Where people sue to cover their lifetime medical costs, a cap on torts payments will simply mean they do not have enough money to cover their lifetime medical costs.
But their healthcare will still need to be paid for.
What the conservative idea of a cap on torts means is not that medical costs will be cut, but that the taxpayers will have to shell out for healthcare costs required by victims of medical malpractice and health insurance denial.
In short, conservatives are arguing that the costs should be transferred from the insurance companies to the taxpayers, and calling this a "saving".
Posted by: Jesurgislac | October 21, 2009 at 05:08 AM
Where people sue to cover their lifetime medical costs, a cap on torts payments will simply mean they do not have enough money to cover their lifetime medical costs.
But their healthcare will still need to be paid for.
I've seen lots of back and forth in this thread on various aspects of tort reform.
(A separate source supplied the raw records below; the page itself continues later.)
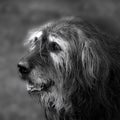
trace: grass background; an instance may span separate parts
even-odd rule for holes
[[[44,120],[16,65],[25,52],[28,29],[66,15],[86,17],[120,38],[120,0],[0,0],[0,120]]]

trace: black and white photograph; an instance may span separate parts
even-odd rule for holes
[[[120,0],[0,0],[0,120],[120,120]]]

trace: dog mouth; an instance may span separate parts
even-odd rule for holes
[[[52,80],[49,80],[47,82],[42,82],[42,83],[33,83],[33,82],[26,83],[28,93],[47,92],[50,90],[50,88],[53,85],[54,85],[54,81]]]

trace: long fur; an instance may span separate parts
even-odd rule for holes
[[[32,52],[29,61],[36,66],[34,79],[39,74],[54,81],[49,92],[38,95],[46,119],[119,120],[120,41],[74,17],[45,25],[37,34],[39,31],[37,52]],[[47,49],[53,39],[63,41],[59,54]]]

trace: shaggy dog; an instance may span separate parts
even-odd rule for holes
[[[25,45],[18,69],[47,120],[119,118],[120,41],[68,17],[30,31]]]

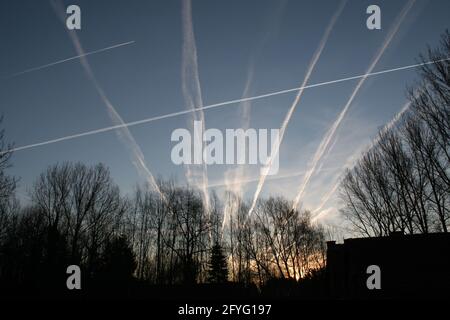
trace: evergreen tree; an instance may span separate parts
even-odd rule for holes
[[[208,280],[210,283],[225,283],[228,279],[227,258],[223,254],[222,246],[218,241],[211,249],[209,260]]]

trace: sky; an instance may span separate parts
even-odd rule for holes
[[[58,8],[71,4],[81,30],[67,30],[64,12],[61,19]],[[366,26],[371,4],[381,9],[380,30]],[[49,165],[102,162],[125,194],[151,177],[173,178],[250,202],[298,198],[335,226],[343,224],[342,173],[402,110],[417,70],[308,88],[298,101],[294,90],[189,110],[413,65],[450,27],[446,0],[5,0],[0,8],[0,113],[15,147],[187,111],[16,151],[9,172],[23,203]],[[173,164],[171,134],[194,119],[221,131],[284,126],[278,174]]]

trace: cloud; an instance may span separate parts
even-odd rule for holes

Most of them attempt to quantify the effect of litigation on medical costs.
I may have simply missed it, but I haven't seen anyone address the basic, crucial point that Jes raises.
Litigation is the remedy that our system provides if you are harmed by medical care. It is, to my eye, an amazingly inefficient remedy, and also quite an unfair one, because the guy with the best lawyer will get the best result.
But, for good or ill, it is the remedy that our system affords.
Remove it, or limit it, and what do folks do if they are harmed through medical malpractice? Or even just accident?
Jes has pointed out, quite clearly, ways in which publicly provided insurance addresses this. The only flaw I find in her reasoning is in her assumption that, under a cap on torts, costs would shift to the taxpayer. IMO, in lots of cases costs wouldn't shift anywhere. Victims of malpractice or medical accident would just be SOL.
If you are not in favor of publicly provided health insurance, and you're in favor of limiting litigation, what's your solution for folks who are harmed through receiving medical care?
Posted by: russell | October 21, 2009 at 10:30 AM
To be fair, russell, I think it's not nearly as easy to litigate VA malpractice as it is to litigate other kinds.
My only evidence is anecdotal, so I won't bother you with it. Consider this a statement that's put together of pure opinion, if that helps.
If true, though, modeling public health care after the VA would not be a good idea.
Posted by: Slartibartfast | October 21, 2009 at 10:43 AM
In short, conservatives are arguing that the costs should be transferred from the insurance companies to the taxpayers, and calling this a "saving".
Ding. Ding. Ding. Exactly, but how does this differ from any "conservative" proposal?